Department of Medical Informatics, Erasmus MC, University Medical Center Rotterdam, the Netherlands; Department of Radiology & Nuclear Medicine, Erasmus MC, University Medical Center Rotterdam, the Netherlands.
Department of Radiology & Nuclear Medicine, Erasmus MC, University Medical Center Rotterdam, the Netherlands.
Med Image Anal. 2019 Apr;53:104-110. doi: 10.1016/j.media.2019.02.002. Epub 2019 Feb 2.
2D ultrasound (US) image guidance is used in minimally invasive procedures in the liver to visualize the target and the needle. Needle insertion using 2D ultrasound keeping the transducer position to view needle and reach target is challenging. Dedicated needle holders attached to the US transducer help to target in plane and at a specific angle. A drawback of this is that, the probe is fixed to the needle and cannot be rotated to assess the position of the needle in a perpendicular plane. In this study, we propose an automatic needle detection and tracking method using 3D US imaging to improve image guidance and visualization of the target in the liver with respect to the needle during these interventional procedures. The method utilizes a convolutional neural network for detection of the needle in 3D US images. In a subsequent step, the output of the convolutional neural network is used to detect needle candidates, which are fed into a final tracking step to determine the real needle position. The needle position is used to present two perpendicular cross-sectional planes of the 3D US image containing the needle in both directions. Performance of the method was evaluated in phantoms and in-vivo data by calculating the needle position distance and needle orientation angle between segmented needles and reference ground truth needles, which were manually annotated by an observer. The method successfully detects the needle position and orientation with mean errors of 1 mm and 2°, respectively. The proposed method yields a robust automatic needle detection and visualization at a frame rate of 3 Hz in 3D ultrasound imaging of the liver.

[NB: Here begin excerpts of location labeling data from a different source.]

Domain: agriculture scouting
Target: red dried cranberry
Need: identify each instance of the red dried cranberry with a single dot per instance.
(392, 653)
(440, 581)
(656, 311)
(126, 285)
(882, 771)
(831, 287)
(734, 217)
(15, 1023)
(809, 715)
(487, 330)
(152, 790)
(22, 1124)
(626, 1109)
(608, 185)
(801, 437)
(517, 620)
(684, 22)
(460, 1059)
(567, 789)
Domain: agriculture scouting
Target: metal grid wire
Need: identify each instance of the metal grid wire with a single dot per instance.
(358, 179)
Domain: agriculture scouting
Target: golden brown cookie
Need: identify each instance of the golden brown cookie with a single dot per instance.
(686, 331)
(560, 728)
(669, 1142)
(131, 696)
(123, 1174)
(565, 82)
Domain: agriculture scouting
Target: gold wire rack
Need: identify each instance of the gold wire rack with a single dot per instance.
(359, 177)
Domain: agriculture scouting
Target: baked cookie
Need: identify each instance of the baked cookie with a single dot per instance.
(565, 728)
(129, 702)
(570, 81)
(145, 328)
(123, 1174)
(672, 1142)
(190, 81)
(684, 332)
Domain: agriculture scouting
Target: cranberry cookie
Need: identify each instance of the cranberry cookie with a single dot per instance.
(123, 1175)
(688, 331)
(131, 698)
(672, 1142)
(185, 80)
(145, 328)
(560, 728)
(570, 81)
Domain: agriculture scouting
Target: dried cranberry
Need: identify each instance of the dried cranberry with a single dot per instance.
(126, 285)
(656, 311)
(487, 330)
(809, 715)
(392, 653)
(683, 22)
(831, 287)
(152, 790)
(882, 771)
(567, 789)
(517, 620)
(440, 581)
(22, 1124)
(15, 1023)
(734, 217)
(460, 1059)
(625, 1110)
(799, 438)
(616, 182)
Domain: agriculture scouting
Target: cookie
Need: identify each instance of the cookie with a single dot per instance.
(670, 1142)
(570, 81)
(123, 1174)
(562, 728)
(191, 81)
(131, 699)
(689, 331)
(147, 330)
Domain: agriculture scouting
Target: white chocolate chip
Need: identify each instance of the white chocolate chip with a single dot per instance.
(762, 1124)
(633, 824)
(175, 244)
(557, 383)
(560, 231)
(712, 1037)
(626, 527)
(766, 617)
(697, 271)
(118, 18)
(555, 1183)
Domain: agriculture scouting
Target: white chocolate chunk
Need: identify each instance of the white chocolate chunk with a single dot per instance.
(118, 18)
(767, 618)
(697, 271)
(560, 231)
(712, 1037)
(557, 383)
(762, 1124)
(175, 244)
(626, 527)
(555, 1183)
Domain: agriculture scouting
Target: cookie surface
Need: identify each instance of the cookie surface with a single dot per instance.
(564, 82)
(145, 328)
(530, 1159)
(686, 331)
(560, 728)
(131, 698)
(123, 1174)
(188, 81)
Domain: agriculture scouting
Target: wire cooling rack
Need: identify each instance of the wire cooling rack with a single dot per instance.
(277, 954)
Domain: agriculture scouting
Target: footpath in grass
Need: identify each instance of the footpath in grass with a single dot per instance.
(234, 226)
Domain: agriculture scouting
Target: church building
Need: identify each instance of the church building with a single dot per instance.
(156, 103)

2D 超声(US)图像引导用于肝脏的微创程序中,以可视化目标和针。使用 2D 超声保持换能器位置以查看针并到达目标的针插入是具有挑战性的。连接到 US 换能器的专用针夹有助于在平面内和特定角度上瞄准。这样做的一个缺点是,探头固定在针上,不能旋转以评估垂直平面中针的位置。在这项研究中,我们提出了一种使用 3D US 成像的自动针检测和跟踪方法,以改善这些介入程序中针对肝脏中目标的图像引导和可视化。该方法使用卷积神经网络检测 3D US 图像中的针。在后续步骤中,卷积神经网络的输出用于检测针候选物,这些候选物被馈送到最终的跟踪步骤中以确定真实的针位置。针位置用于呈现包含针的两个垂直横截面平面,这两个平面均沿两个方向来自 3D US 图像。通过计算分段针和参考地面真实针之间的针位置距离和针定向角度来评估在体模和体内数据中的方法性能,该距离和角度由观察者手动注释。该方法成功地检测到针的位置和方向,平均误差分别为 1mm 和 2°。该方法在肝脏的 3D 超声成像中以 3Hz 的帧率产生了稳健的自动针检测和可视化。